# Sysctl Tweaks ?



## blueis300 (Jun 14, 2011)

Kinda new here and not sure if its the right place. Ive been reading page after page for hours. Was wondering how this is different from phone to phone? I assume part is based on the amount of ram each has and your trying to find a mix between battery and performance. Mine currently looks like this and could it be improved at all?

(Read this is based on how much ram you want an app to be available,when you want cache to be flushed)
Min Free KBytes 2743
Dirty Ratio 65
Dirty Backround Ratio 35

Next questions is the VM Heap. I read that if you can set it lower speed may be increased but if to low you will FC.Mine is set at.

Vm Heap 55

Then the last question is Auto Memory

ForeGround Applications 8mb
Visible App 10mb
Secondary Server 16mb
Hidden Applications 32gb
Content Provider 64mb

Sorry last question and I think I read was Sd Boost. I set it to 1024 kb. Read it all depends on the rating of your sd card.

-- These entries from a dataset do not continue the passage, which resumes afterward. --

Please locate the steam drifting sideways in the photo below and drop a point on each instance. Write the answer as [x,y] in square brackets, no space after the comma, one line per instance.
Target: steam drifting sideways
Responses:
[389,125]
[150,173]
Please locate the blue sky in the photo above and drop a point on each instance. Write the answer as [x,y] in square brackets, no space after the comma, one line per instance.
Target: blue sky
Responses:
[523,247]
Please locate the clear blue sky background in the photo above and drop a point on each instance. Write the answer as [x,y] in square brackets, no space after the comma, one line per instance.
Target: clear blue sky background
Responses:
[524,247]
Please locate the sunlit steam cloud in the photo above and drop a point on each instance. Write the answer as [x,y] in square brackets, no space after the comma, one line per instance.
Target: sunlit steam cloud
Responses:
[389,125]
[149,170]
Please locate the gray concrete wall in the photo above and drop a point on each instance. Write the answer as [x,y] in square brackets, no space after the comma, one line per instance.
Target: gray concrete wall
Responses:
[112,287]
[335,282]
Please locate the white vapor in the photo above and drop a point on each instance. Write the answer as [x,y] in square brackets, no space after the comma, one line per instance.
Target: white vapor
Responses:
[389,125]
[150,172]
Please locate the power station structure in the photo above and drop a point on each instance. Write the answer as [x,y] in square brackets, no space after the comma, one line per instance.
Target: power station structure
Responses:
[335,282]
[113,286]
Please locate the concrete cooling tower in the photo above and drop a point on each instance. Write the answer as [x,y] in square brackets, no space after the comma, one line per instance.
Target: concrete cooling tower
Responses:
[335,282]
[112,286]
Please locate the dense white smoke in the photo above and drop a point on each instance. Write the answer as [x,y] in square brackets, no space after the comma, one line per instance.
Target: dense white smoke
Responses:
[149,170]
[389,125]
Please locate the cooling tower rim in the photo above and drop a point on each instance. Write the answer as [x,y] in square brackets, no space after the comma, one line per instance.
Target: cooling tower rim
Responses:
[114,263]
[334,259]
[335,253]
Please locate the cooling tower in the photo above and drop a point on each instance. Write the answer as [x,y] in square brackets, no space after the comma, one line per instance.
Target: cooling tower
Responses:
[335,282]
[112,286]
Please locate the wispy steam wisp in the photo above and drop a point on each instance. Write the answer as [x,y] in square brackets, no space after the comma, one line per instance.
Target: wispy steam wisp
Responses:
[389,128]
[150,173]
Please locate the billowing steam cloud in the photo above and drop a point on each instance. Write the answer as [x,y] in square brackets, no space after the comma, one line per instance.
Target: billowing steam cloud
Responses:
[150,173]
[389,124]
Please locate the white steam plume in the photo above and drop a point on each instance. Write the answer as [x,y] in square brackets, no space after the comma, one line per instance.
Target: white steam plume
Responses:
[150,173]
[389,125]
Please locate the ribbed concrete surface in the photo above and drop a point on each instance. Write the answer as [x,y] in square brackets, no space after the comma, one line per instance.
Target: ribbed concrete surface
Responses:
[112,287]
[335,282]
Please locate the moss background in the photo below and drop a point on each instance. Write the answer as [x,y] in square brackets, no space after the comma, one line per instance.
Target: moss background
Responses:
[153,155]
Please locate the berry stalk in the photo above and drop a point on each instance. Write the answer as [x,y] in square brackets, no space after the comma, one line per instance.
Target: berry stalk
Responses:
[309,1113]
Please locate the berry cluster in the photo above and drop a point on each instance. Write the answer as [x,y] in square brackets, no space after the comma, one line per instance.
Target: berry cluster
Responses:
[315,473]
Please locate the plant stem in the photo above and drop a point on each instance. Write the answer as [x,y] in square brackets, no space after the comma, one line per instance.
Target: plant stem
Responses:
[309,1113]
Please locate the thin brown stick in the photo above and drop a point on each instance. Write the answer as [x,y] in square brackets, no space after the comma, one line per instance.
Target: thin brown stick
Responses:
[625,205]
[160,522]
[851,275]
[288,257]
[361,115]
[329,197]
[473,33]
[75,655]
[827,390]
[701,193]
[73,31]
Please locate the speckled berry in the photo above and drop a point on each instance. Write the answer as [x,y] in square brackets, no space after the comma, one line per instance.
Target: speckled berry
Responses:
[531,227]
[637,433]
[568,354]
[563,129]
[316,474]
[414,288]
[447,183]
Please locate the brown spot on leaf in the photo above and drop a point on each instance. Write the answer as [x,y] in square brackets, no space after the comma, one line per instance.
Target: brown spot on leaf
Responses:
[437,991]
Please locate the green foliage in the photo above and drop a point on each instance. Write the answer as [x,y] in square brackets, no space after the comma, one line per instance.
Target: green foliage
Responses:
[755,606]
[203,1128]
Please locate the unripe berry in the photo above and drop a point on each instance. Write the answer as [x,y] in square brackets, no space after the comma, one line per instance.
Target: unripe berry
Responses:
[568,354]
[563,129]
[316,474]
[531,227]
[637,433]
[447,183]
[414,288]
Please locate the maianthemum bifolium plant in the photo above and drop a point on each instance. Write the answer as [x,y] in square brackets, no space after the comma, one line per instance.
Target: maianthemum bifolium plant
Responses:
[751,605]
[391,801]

I transferred programs that I dont use often to the sd card.


----------



## imnuts (Jun 9, 2011)

I set several sysctl tweaks in the kernel, and include a few more in my ROM. Most stuff that can be put in there though you won't do much. As for what effects the mods between phones, it is primarily hardware related. Things related to networking would be affected by signal strength and network type (4G/3G/1X).


----------



## blueis300 (Jun 14, 2011)

Im running at the moment humble 4.22 and dont think it has your updated kernel, can I install it? I tried before and it doesnt show as updated. While you are answering here one other question. On this Rom when first installed I had 3g/4g fine. Several hours later it sucks. I also tried a different Rom and same problem. I switched radios and still no go. I went back to stock and had 4g but didnt stay on it long enough to see what would happen. Any suggestions?


----------